Fern became my guide, in many ways. She definitely became my inspiration. It wasn’t until I found her archives in my father’s barn that I knew I would write a book. It seemed like her interest in the dwindling groundwater was a kind of allegory or metaphor for the challenges that she was facing in her life. They weren’t just challenges for her. They were structural problems that affected a lot of people on the plains at that time. Part of her story was reckoning with her relationship with her father. Part of my story became reckoning with my relationship with her, and also with her son, my father.
In many ways, the story of aquifer depletion tells an environmental history of loss. But it is not so easy to tell who is to blame for what. In fact, ‘blame’ can become another kind of blinder that prevents us from finding more sustainable solutions. Addressing my own family’s role forced me to think about how we’re all complicit in these sorts of issues. We are all responsible, to some degree, for what comes next. Without Fern and all the work that she did, I would not have been able to understand that dimension of the story.
The comments from individual farmers and ranchers were revealing. I love the guy who said that he would fight any water regulations by filing a lawsuit. But then he kind of winked and said he would actually accept a 25-percent reduction. There was also the guy who stood up at one of the GMD meetings and expressed concern about the aquifer, and then was carefully ushered out of the room. And, of course, you have the guy who got death threats for trying to change the system.
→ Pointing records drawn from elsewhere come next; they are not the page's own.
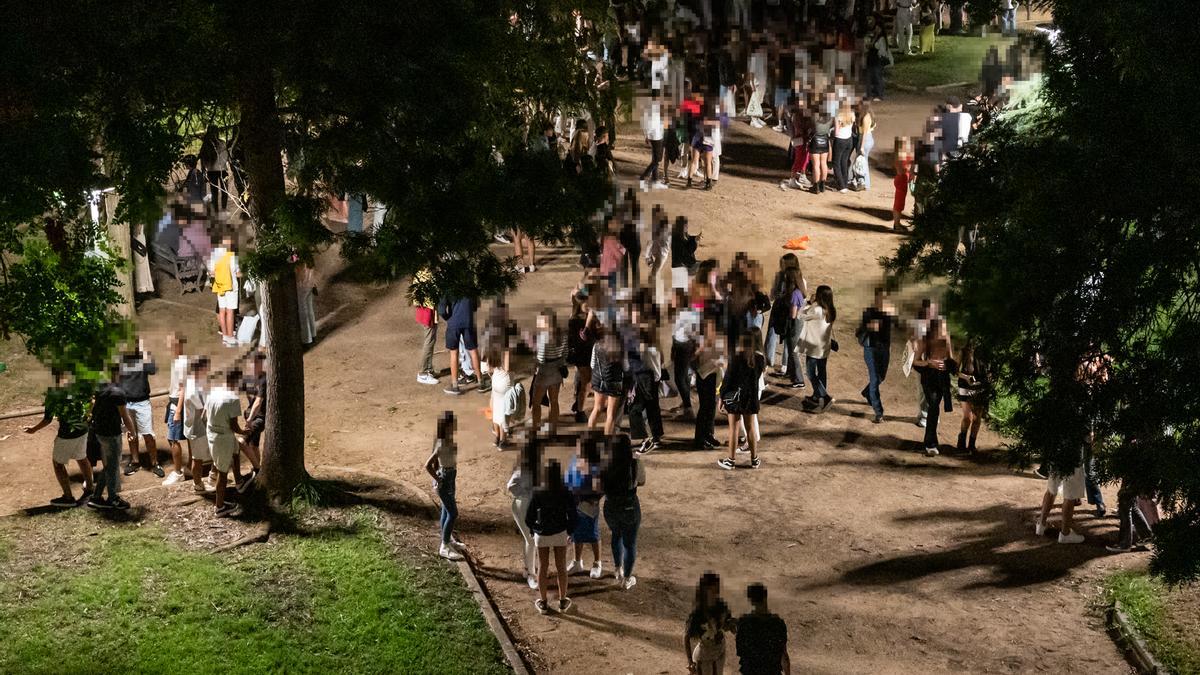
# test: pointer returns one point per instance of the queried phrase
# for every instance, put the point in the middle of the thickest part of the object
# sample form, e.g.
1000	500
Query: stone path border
1127	635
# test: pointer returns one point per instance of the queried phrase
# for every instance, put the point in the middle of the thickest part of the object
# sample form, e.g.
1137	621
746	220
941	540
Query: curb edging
1127	635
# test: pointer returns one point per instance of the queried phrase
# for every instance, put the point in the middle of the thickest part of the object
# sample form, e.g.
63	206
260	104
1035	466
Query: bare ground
879	559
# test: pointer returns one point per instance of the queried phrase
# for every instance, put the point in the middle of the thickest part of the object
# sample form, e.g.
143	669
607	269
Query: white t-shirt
222	407
652	121
178	375
196	394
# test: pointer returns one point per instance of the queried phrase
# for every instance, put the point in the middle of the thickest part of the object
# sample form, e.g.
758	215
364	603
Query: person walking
443	467
550	368
223	275
762	638
972	394
654	129
875	335
61	402
622	509
426	316
843	145
136	370
935	364
108	414
739	396
703	639
816	341
551	518
521	487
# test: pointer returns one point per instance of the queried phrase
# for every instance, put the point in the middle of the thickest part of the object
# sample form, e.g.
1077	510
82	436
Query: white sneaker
1072	538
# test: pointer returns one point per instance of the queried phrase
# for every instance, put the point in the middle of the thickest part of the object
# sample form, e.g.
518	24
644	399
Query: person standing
762	638
622	508
108	413
427	317
875	336
934	360
460	316
843	147
70	442
521	487
175	392
816	339
443	467
223	276
703	640
136	370
222	410
653	127
739	395
551	518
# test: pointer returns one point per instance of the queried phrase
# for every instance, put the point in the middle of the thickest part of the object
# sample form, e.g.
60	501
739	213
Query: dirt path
879	559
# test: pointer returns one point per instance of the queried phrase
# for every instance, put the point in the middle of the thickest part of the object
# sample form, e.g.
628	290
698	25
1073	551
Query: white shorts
223	451
143	419
199	448
550	541
227	300
1073	487
66	449
679	278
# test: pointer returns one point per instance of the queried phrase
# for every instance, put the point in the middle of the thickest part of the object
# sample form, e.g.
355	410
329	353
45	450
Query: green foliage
63	306
1145	602
1077	260
325	601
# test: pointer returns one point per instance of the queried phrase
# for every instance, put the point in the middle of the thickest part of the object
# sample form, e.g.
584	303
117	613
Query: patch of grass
337	599
954	59
1147	604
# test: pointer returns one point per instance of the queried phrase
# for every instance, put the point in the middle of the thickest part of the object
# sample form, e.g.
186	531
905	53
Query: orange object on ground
798	243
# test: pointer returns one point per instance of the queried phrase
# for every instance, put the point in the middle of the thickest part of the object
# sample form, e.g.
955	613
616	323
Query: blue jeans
111	475
624	517
876	370
449	506
819	376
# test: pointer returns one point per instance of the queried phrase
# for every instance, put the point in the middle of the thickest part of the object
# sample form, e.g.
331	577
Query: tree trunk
282	443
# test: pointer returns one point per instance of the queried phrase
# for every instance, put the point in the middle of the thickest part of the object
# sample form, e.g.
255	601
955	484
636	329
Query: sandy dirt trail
879	559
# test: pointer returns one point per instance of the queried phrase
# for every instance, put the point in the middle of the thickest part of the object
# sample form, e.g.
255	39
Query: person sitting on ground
222	411
703	640
762	638
551	518
443	467
70	442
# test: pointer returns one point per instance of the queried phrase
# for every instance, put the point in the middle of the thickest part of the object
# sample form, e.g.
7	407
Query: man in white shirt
223	412
653	121
174	407
196	394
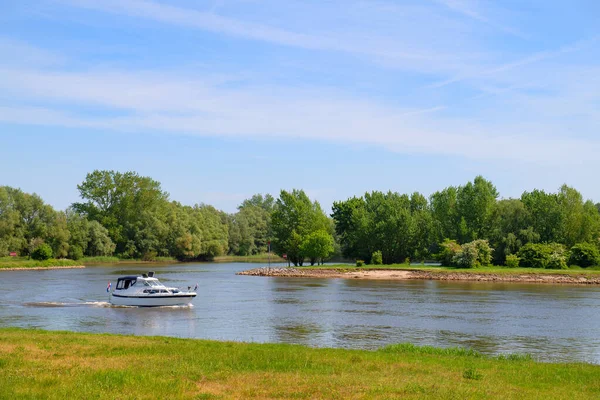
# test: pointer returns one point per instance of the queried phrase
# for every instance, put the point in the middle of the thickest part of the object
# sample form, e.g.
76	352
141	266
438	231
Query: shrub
512	261
448	249
557	261
466	257
538	255
473	254
584	255
377	258
42	252
75	252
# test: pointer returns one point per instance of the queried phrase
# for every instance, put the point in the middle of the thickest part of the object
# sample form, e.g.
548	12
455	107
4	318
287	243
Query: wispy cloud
469	9
155	102
175	100
389	40
524	61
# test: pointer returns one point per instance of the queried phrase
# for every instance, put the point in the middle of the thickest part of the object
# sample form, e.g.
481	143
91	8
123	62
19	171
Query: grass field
252	258
13	262
58	365
497	270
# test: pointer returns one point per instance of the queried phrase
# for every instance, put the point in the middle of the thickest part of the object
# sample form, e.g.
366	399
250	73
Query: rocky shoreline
41	268
398	274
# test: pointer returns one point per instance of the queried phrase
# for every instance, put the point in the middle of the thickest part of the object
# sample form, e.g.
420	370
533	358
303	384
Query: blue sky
222	99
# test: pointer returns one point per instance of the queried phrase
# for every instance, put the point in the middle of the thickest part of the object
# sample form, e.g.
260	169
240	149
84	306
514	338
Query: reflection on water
551	322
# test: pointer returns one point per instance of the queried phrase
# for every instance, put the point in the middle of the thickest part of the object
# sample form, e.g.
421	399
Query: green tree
294	218
317	246
131	207
475	207
444	211
42	252
98	241
584	255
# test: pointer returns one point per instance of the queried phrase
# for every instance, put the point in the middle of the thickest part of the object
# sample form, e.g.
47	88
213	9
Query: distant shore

One of the biggest discoveries for me was that everybody knows aquifer depletion is a problem. It’s not a secret. And everybody wants it to be solved. Local farming families, especially, are committed to a better future. What was also surprising to me was that most people want fair, effective, transparent regulation that works for everybody. At the same time, there are powerful interests that oppose regulation in the name of those same communities and those same people. One of the challenges is how to come together to support local communities and local perspectives, and to create interventions and policies that work. A lot of great people in Kansas are moving in that direction. That is a reason to be hopeful.